I’ve created a minimal example using a HDP sandbox installation. I am trying to download a csv file, which I can sucecssfully list using the “list remote files node”. After the timeout period I am getting a message:
“ERROR Download 2:45 Execute failed: Could not obtain block: BP-32082187-172.17.0.2-1517480669419:blk_1073742653_1830 file=/user/maria_dev/data/geolocation.csv”
What am I doing wrong? Using Ambari, I can download the file from the VM to the host. So the connection is working and HDFS, too.

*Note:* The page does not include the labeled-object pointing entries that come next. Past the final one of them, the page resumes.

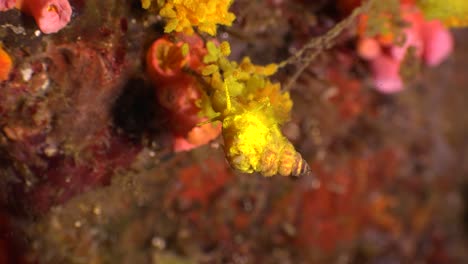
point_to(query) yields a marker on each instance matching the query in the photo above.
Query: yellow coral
(184, 15)
(453, 13)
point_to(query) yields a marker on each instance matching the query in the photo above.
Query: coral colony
(155, 131)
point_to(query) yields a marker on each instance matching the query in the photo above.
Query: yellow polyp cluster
(184, 15)
(453, 13)
(251, 109)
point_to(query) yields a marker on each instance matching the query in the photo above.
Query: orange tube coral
(5, 65)
(177, 90)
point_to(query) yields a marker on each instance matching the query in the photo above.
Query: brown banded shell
(284, 161)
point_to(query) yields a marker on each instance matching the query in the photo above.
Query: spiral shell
(254, 143)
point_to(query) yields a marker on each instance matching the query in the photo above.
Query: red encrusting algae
(7, 4)
(50, 15)
(5, 65)
(430, 40)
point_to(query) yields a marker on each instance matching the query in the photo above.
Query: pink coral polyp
(50, 15)
(7, 4)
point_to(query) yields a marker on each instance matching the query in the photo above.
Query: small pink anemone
(50, 15)
(7, 4)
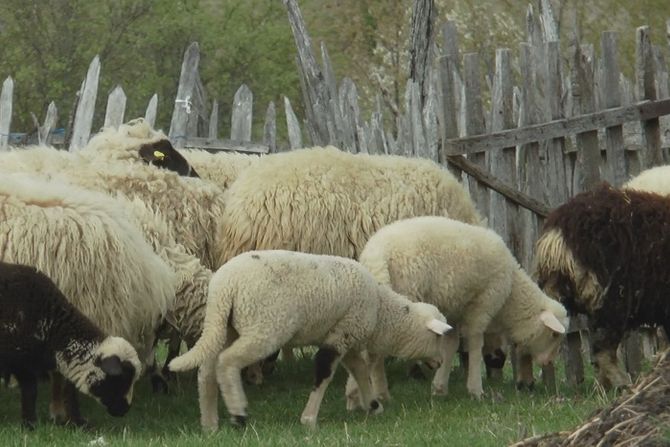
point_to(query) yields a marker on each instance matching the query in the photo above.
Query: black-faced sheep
(276, 298)
(41, 332)
(468, 273)
(605, 253)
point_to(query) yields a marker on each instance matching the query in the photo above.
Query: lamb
(471, 276)
(41, 332)
(605, 253)
(275, 298)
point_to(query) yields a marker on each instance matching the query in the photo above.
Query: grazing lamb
(472, 277)
(275, 298)
(41, 332)
(605, 253)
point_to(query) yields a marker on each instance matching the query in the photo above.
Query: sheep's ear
(111, 365)
(439, 327)
(552, 322)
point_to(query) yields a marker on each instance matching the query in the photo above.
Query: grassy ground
(412, 418)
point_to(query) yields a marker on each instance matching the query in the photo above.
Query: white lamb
(275, 298)
(471, 276)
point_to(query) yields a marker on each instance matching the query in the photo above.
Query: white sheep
(276, 298)
(190, 206)
(471, 276)
(88, 245)
(652, 180)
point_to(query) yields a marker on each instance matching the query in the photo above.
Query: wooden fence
(193, 122)
(565, 124)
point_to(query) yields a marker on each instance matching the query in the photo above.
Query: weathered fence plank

File Listing works in Knime as well (including navigation through the directory tree of the HDFS)
EDIT: I can connect and read data using python, so the problem is not in the connection itself. Note, that in the python code I am directly connecting to the NameNode
from hdfs import InsecureClient
import pandas as pd
import io
hostname = '127.0.0.1'
port = 8020
hdfs_path = '/user/maria_dev/data/trucks.csv'
local_path = 'C:/tmp'
client = InsecureClient('http://localhost:50070', user='maria_dev')
# Loading a file in memory.
with client.read(hdfs_path) as reader:
features = reader.read()
data = pd.read_csv(io.BytesIO(features), encoding='utf8', sep=",", lineterminator='\r')
print(data.describe())
THX for hlp
Ingo